Дороги войны
Глава третья, о войне и блокаде, принесшей Илье Глазунову безмерное горе, о жизни в деревне, сроднившей сироту с русской природой и народом
Ах, война, что ты сделала, подлая!
В июне 1941 года Глазуновы снимали дачу километрах в шестидесяти от дома, на станции, расположенной по железной дороге, которая шла от Витебского вокзала. Радио приносило безрадостные вести с фронта, приближавшегося неумолимо ко второму городу Советского Союза не по дням, а по часам. Однако семья не спешила эвакуироваться, хотя возможности такие были. Университет, где служил отец, как и другие важнейшие учреждения, начали перебазировать на восток, как только немцы прорвались в пределы Ленинградской области. Здесь их танки появились в начале июля.
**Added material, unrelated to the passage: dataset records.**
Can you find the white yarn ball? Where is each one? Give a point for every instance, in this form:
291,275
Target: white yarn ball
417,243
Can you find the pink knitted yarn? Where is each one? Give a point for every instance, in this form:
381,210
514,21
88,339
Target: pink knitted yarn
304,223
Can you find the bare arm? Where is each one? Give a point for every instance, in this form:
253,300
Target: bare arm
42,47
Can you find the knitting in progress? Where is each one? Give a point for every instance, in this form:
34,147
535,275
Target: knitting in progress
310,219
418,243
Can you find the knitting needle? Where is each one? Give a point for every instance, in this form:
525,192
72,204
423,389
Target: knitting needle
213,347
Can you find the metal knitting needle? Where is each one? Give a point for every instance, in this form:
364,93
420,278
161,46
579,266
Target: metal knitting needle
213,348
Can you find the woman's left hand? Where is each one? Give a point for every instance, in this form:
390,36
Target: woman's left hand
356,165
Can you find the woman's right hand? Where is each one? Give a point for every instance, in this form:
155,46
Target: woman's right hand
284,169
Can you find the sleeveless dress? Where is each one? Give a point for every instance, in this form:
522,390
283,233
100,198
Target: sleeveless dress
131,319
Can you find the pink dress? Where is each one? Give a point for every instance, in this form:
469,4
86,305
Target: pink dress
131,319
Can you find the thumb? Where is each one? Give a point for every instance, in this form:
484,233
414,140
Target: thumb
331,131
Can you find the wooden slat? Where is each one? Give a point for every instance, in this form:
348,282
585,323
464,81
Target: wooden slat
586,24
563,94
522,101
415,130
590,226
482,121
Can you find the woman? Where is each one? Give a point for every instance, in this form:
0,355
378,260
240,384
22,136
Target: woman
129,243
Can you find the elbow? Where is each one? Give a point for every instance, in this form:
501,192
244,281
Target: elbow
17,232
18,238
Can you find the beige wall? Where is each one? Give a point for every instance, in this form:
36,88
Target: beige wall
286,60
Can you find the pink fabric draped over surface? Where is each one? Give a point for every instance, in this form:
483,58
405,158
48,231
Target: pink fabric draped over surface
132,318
Однако если первая бомбежка Москвы произошла спустя месяц после нападения, 22 июля, то на Ленинград бомбы посыпались лишь с 6 сентября. Очевидно, это обстоятельство успокаивало многих людей, веривших в гений Сталина, непобедимость Красной армии и ее «первого маршала» Ворошилова, словам из популярной тогда песни:
Чужой земли мы не хотим ни пяди,
Но и своей вершка не отдадим.
Сдавать, однако, быстро начали – города, области, республики.
Чем объяснить при таком неожиданном обороте событий самоубийственное решение Сергея Федоровича Глазунова не уезжать, ведь тем самым он обрекал на смерть не только себя, но жену и ребенка? С немцами в Первую мировую воевал, уйдя на фронт, как мы помним, юношей-добровольцем. Пытался в 1941 году, когда объявили всеобщую мобилизацию, затем прием в ополчение, попасть на фронт. Но «белый билет» не дал хода не только в армию, но даже в народное ополчение. Сын не раз просыпался ночью, когда отец стонал от боли, от язвы желудка, принесенной с германской войны.
«Четыре часа я любовался дивной панорамой своего родного города. Никуда я из него не поеду. Если случится несчастье, пусть лучше вот тут, где-нибудь на набережной или в водах глубокой Невы, погибну… Но наш город, я твердо верю в это, не попадет в руки врага!»
Это цитата из дневника историка – директора архива Академии наук напечатана в «Блокадной книге», которую я прочитал перед тем, как начал расспрашивать художника о его страданиях в дни блокады. Мне хотелось не только рассказать об этом периоде жизни, но и разобраться в двух обстоятельствах. Первое. Почему семья не эвакуировалась. Второе, самое трудное. Чем объяснить, что Ольга Константиновна Глазунова осталась умирать одна, не уехала с сыном.
Сергей Глазунов думал так же, как его коллега-историк, которого я процитировал. Сыну же сказал: «Мы немцев победим обязательно. Отсюда никуда не уедем».
– И я б не уехал! – прокомментировал давнее решение отца сын. – Если бы сейчас китайцы осадили Москву, я бы никуда не тронулся.
Еще ему запомнились такие слова отца:
– Это моя родина, мой город, я буду драться до последнего.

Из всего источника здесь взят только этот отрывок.